Sit your staff down, run them through a presentation of the change you intend to make, and get them to agree to the change. Tick! Buy-in complete.
If you truly believe the change you want to make is a big improvement, stick with your staff all the way through the change.
Come with them on the journey.
PRINCIPLE 3 OF CHANGE: AIM FOR PEOPLE TO ‘GET IT’ RATHER THAN LIKE IT
The second problem with ‘buy-in’ is it implies that staff are supposed to like whatever change is coming.
That’s the wrong approach.
Your staff need to understand why this change is necessary and desirable, and what the future looks like with and without the change.
If the ‘why’ is crystal clear and compelling enough, your staff won’t need to buy into it.
They’ll get it, and that correlates strongly with doing it.
PRINCIPLE 4 OF CHANGE: STOP ASKING PEOPLE TO DO MORE WITH LESS
This one is about resources.
How are you going to help your staff make the change needed without overloading them?
Put another way: if the change effectively means ‘you’re doing more work now, forever’ that’s not change you’re implementing but a workload increase.
For example, asking staff to manage more properties on its own is a noble goal, with a clear and compelling why.
But it has a poor chance of success if your staff aren’t given the resources to achieve it effectively.
Console Cloud’s tagline is ‘do less, make more.’
The idea driving the platform is that we must help businesses generate more revenue by making less work for everyone in the chain of the business—from staff to landlords and even tenants.
Doing less work per task means you’re freeing up capacity for people to achieve the goal of managing more properties.
To return to our example, if you decided that you were going to ask staff to manage more properties, but you resourced them and they used the product as deeply as possible (so you can automate and simplify as much as possible), that picture starts to change.
You’ve resourced your staff so they can do less work to manage a single property, which adds up to significantly less work to manage a portfolio.
Voila! Your staff have the capacity to manage that rent roll you just bought.

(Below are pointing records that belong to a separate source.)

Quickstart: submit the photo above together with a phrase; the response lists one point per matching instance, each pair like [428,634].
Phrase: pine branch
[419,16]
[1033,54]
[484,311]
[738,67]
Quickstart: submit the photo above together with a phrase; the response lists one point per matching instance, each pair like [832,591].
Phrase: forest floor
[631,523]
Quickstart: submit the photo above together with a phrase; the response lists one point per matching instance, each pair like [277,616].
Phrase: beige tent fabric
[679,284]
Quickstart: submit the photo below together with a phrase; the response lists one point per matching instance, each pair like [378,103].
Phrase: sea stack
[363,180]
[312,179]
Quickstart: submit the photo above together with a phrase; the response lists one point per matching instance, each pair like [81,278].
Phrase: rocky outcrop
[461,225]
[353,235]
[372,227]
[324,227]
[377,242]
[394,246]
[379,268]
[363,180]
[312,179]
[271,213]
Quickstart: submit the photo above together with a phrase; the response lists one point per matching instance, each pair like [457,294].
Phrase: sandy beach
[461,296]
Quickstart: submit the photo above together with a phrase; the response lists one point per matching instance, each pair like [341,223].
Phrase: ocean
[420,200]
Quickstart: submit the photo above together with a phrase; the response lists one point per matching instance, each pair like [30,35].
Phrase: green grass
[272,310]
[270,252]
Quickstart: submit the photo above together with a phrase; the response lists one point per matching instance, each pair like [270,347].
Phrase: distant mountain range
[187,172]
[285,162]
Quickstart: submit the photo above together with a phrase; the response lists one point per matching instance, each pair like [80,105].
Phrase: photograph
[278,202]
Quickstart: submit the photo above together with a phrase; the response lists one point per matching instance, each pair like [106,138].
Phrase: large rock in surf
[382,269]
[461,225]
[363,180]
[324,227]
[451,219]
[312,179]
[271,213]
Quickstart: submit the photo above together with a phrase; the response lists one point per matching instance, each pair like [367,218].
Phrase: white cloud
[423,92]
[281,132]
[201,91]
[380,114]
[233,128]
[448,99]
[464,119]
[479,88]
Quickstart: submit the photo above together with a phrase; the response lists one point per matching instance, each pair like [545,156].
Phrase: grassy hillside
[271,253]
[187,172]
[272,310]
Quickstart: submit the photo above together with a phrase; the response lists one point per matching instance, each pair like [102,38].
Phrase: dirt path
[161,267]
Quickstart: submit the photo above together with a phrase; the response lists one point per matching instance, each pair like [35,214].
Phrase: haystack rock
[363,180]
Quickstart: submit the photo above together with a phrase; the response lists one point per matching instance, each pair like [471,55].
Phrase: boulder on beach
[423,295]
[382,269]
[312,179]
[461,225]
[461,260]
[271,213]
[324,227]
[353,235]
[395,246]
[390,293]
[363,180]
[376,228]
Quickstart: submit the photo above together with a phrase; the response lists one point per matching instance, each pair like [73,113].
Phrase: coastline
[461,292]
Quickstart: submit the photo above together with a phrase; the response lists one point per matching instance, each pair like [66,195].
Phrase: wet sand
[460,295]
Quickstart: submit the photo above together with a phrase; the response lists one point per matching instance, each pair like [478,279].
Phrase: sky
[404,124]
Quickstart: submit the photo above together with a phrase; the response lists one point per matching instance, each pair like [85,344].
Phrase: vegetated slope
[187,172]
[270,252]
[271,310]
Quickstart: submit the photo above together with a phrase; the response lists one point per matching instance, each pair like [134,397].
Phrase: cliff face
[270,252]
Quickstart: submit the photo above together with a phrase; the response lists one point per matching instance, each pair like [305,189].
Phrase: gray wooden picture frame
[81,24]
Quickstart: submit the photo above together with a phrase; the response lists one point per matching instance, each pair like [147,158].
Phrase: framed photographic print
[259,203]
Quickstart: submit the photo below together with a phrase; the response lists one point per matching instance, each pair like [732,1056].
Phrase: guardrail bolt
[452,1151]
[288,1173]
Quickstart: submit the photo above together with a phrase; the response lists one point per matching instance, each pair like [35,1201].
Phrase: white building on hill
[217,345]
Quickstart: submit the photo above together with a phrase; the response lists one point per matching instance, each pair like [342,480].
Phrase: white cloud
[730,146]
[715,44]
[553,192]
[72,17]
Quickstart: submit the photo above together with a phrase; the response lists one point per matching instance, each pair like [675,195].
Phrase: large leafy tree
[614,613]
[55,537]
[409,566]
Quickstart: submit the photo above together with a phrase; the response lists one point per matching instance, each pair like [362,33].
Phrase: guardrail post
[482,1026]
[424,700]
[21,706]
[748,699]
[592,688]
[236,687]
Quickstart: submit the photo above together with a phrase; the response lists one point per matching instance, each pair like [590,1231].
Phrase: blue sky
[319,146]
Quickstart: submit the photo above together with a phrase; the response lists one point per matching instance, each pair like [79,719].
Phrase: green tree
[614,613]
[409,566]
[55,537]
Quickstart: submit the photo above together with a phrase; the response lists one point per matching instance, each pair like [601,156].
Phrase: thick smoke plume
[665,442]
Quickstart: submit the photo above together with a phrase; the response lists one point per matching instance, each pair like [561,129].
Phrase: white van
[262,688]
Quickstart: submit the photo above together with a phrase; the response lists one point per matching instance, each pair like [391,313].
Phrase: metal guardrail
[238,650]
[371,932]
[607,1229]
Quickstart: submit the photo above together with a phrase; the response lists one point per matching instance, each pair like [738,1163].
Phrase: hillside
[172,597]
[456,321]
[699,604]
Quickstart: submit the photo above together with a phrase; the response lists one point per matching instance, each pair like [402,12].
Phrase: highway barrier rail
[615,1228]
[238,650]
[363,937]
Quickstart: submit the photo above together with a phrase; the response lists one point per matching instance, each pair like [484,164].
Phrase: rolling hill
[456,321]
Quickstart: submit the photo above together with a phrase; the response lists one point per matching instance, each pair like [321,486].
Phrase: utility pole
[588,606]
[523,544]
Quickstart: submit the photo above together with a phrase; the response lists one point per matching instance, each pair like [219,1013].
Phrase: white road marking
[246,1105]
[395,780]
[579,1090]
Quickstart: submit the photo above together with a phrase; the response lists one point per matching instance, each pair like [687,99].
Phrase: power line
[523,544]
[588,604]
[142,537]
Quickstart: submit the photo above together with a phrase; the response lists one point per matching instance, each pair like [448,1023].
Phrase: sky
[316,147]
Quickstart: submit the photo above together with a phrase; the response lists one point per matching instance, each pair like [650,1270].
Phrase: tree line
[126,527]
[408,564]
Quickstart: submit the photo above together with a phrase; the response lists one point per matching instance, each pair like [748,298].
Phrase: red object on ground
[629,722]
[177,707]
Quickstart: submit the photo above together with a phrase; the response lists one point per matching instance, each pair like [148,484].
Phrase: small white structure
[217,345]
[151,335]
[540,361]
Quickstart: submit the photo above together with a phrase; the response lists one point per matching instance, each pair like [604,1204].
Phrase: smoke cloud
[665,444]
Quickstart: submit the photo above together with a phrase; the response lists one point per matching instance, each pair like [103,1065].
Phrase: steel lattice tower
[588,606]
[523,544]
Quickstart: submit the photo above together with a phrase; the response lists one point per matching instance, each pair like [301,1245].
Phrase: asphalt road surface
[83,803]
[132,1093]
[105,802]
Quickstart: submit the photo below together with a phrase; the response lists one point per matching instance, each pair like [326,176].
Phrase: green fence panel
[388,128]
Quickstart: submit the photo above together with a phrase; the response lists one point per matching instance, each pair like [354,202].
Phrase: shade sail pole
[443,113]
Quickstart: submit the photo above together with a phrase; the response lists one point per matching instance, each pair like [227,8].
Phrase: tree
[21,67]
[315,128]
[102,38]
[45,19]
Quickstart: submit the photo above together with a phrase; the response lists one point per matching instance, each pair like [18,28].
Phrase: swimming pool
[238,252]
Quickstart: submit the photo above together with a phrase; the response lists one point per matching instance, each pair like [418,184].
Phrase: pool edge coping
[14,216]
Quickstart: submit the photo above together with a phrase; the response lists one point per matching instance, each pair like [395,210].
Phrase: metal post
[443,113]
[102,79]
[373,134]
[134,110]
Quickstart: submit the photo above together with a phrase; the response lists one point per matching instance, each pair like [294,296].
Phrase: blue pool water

PRINCIPLE 5 OF CHANGE: CHANGE GEARS FROM LEADER TO CHEERLEADER
Change often fails at the point when it stops being a vision held by management, and starts being a series of tasks carried out by employees.
Why does this happen?
Assuming you’ve followed the other principles, it’s likely because leaders often think their job is done when they’ve ‘sold’ the change to their staff.
But it’s not.
If you’re the leader of change in your business, it’s time to change gears from leader to cheerleader and support those who are responsible for bringing your ideas to life.
Define your success metrics early, and measure (and celebrate!) these.
Recognising the achievements of those who lean into change also provides context, clarity of vision, and motivation to keep going.
Repeat until success is your new normal.